ひとしきり私達の笑い声が室内に響いた後、部長がポツリと呟く。
「また、お祖父様に救ってもらったなあ……」
しみじみとした口調には、祖父への深い感謝が感じられた。
「本当にお祖父様には、感謝しているんだ。俺が高校生の時に亡くなった母方の祖父母を思い出すよ」
「どんな方達だったんですか?」
「田舎じゃ、なかなかの名士だったんだ。ところが3代目を継いだ息子……つまり俺の叔父が問題児でね。さんざん好き勝手やったあげく、財産ぜんぶ食い潰した」
うわ、典型的な3代目バカボンボンだったわけか。
そんな人ばかりでは無いだろうに、どうして私の周りには不出来な3代目ばかりが集中するのかしら。
これで専務が後継ぎに決定したら、本当に変なジンクスが確定してしまう。
「母方の祖父母も、お祖父様も、牧村も、みんな俺にとって特別な存在だ。
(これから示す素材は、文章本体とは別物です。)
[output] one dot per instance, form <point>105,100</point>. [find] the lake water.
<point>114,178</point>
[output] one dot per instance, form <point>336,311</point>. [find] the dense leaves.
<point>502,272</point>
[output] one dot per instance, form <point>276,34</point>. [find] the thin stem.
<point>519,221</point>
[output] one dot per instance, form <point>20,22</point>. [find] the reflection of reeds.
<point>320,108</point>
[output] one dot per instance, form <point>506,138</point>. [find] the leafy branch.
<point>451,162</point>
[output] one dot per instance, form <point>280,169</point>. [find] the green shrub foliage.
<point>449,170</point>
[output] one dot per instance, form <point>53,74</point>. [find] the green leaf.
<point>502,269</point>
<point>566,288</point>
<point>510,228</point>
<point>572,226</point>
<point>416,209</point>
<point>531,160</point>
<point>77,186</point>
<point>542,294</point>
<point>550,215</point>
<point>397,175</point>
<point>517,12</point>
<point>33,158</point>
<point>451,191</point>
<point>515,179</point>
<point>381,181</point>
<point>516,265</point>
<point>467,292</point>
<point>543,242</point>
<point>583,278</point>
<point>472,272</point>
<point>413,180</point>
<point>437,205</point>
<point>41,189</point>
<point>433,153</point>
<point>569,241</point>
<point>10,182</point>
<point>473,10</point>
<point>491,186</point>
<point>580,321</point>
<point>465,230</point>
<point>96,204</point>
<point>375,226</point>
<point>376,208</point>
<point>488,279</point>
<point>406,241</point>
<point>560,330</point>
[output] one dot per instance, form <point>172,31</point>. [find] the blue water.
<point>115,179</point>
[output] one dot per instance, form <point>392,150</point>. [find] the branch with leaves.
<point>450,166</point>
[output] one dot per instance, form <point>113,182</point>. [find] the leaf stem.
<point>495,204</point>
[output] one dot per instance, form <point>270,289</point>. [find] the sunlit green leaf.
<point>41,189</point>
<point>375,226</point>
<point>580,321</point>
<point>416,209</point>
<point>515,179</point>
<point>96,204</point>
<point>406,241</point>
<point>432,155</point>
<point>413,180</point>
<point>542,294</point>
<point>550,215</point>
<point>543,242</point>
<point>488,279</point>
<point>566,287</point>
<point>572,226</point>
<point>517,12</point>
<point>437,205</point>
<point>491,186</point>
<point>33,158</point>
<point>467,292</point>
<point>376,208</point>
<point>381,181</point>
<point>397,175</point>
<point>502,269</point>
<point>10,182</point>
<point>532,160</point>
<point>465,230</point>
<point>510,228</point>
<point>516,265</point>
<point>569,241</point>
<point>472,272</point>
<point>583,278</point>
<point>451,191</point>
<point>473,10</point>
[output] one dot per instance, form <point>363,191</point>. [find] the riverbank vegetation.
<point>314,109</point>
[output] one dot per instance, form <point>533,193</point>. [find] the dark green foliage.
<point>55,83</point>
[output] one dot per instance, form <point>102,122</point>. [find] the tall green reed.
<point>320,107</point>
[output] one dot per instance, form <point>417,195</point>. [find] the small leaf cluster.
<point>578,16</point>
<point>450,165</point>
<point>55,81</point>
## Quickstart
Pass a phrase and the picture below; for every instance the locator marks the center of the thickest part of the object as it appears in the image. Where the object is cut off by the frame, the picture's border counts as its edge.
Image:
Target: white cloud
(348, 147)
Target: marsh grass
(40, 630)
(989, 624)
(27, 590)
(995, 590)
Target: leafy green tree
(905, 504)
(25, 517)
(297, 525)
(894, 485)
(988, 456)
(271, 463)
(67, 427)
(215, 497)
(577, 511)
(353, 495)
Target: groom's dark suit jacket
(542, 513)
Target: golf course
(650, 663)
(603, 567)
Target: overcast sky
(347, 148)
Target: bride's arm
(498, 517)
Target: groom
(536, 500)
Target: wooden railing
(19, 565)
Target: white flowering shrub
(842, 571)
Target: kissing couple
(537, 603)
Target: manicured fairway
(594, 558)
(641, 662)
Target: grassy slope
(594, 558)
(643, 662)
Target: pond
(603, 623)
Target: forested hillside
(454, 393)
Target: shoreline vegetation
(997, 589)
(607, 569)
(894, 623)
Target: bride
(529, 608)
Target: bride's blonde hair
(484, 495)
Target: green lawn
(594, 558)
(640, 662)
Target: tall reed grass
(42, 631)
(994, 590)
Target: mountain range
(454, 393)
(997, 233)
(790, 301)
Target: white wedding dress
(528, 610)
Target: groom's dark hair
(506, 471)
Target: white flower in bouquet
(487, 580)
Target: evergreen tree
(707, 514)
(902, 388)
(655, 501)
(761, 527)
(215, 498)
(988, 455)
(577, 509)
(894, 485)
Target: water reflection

……もちろんお前も」
部長が優しい目をして言ってくれた不意打ち攻撃に、私の胸がまたトクンと切ない音をたてる。
“特別な存在”という言葉が、私にとっては軽く聞き流せないほど深い響きを持って耳に響いた。
だから、探るような目で部長を見つめてしまう。
この人はどういうつもりで言ってるんだろうか。ほんの社交辞令?
それとも私が受け止めたのと同じくらい、深い意味で言ってくれているんだろうかと。
「お前は……そうだな。イヴだ。この世界で特別な、唯一の女さ」
私の心臓がドクンと波打ち、わずか一瞬で顔が真っ赤に火照ってしまった。